Die einstige sogenannte zweite Hauptstadt der Nation zählt seit 1986 zu den UNESCO Weltkulturerbe-Stätten und zeigt in ihrem historischen Stadtkern auf Schritt und Tritt Kunsthistorie in eigenwillig kostbarer Manier
Es geschah in einer Nacht ohne Mond, erzählt der Volksmund. Die maurischen Wachsoldaten fühlten sich in nächtlicher Schwärze in Sicherheit und schliefen den Schlaf der Ahnungslosen, als „die Hunde des Geraldo“ die prächtige Bastion Yeborath im Sturm eroberten. Seit Wochen bereits harrte der Abenteurer Geraldo Geraldes mit dem Beinamen O sem Pavor, der Furchtlose, im einstigen Zisterzienserkloster Mosteiro de S. Bento de Cástris, wenige Kilometer von der Festung entfernt aus, hoffend auf eine eben solch düstere Nacht und die einmalige Gelegenheit, in die von einem über fünfzehn Meter hohen Mauerwall mit etlichen Wachtürmen befestigte Burg unbemerkt einzudringen. Kanonen und Kugeln brauchte er für seinen raffinierten Plan nicht, der Furchtlose und seine Mannen erklommen den schützenden Wall mit langen Leitern und rückten lautlos über die Zinnen ins Herz der Bastion vor. Geraldo höchstpersönlich, heißt es, überwältigte die Turm-Wache mit den Worten, „Wenn dir dein Leben lieb ist, dann schrei so laut du kannst, es ist alles in Ordnung.“ Danach konnten er und seine Gefolgsmänner die schlafenden Sarazenen widerstandslos überrumpeln, entwaffnen und zum Aufgeben zwingen.
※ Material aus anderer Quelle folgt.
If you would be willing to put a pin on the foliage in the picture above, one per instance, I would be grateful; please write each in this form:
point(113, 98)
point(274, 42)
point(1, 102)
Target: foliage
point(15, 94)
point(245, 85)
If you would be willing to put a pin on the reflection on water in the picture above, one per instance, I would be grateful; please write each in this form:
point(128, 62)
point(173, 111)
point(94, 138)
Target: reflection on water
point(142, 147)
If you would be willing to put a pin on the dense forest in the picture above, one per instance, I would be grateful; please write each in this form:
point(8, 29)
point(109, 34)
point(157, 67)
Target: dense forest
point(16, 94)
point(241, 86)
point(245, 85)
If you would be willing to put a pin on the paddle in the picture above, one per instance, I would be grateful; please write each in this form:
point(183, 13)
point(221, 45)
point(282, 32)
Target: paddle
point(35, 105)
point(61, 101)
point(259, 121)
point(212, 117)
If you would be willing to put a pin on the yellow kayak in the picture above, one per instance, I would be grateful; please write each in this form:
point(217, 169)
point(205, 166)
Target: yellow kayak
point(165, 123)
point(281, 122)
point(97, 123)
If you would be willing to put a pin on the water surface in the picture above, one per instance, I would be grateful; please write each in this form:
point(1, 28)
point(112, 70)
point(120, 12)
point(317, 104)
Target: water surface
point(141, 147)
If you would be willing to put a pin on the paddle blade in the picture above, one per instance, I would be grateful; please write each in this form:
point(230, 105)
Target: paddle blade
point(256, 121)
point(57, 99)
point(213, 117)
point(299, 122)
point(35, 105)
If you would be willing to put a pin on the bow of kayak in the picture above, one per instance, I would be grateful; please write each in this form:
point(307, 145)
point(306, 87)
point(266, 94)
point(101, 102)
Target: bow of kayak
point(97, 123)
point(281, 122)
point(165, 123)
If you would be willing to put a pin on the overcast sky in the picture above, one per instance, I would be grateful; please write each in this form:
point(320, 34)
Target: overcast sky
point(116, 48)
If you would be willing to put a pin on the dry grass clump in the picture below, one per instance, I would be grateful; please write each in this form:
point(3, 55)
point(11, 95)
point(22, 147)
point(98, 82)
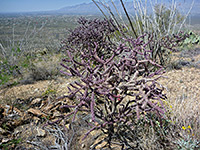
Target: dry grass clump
point(44, 68)
point(184, 103)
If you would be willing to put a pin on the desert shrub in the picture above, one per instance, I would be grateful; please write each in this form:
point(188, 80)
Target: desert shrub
point(42, 68)
point(119, 90)
point(89, 32)
point(161, 22)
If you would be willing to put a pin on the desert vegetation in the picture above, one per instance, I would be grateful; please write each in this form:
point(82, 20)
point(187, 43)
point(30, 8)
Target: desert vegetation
point(100, 82)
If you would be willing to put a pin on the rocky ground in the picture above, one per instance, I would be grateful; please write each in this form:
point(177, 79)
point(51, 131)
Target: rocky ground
point(26, 109)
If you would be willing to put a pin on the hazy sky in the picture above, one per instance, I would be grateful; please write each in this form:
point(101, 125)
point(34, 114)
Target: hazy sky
point(43, 5)
point(36, 5)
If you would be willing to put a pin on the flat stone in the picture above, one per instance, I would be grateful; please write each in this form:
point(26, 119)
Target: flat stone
point(36, 101)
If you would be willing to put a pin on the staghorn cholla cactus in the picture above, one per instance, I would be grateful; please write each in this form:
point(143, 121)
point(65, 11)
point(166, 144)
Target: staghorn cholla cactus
point(119, 88)
point(89, 32)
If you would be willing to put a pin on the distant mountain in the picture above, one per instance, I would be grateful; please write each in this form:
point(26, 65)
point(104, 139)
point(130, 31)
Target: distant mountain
point(91, 9)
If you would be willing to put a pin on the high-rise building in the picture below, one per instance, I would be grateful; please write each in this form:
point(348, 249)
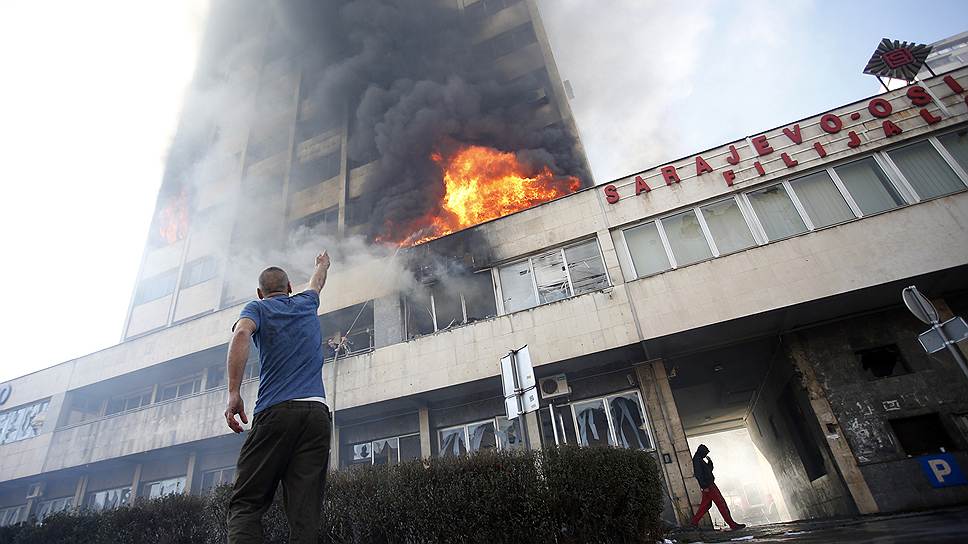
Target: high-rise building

Der Hauptplatz Praça do Giraldo im Herzen von Évora trägt den Namen des furchtlosen Ritters und dient Eborense-Bürgern für die täglich obligatorische Kaffeepause, Verliebten als Treffpunkt für romantische Stelldicheins am barocken Brunnen vor der Pfarrkirche sowie Besuchern als Ziel am Tourismusbüro. Würdevoll bekränzt von historischen Kaufmannshäusern mit prächtigen Renaissance- und Klassizismus-Fassaden führen vom Giraldo Platz zahlreiche Gassen zu den wichtigsten Sehenswürdigkeiten, Kirchen und Parks. Folgt man dem pittoresken Arkadengang, stößt man auf eine Reihe erlesener Boutiquen sowie Geschäften mit lokalem Kunsthandwerk und regionalen Spezialitäten. Auf dem Weg Richtung Stadtmarkt und São Francisco Kirche, mit der größten Gebeinkapelle Portugals und dem Museum für weihnachtliche Krippen-Modelle aus aller Welt, flaniert man buchstäblich durch 500 Jahre Zeitgeschichte, zurück bis ins glorreiche goldene Zeitalter Portugals zum romantisch, maurisch geprägten Prinzessinnenpalast à la es war einmal, bewacht von stolzen Pfauen.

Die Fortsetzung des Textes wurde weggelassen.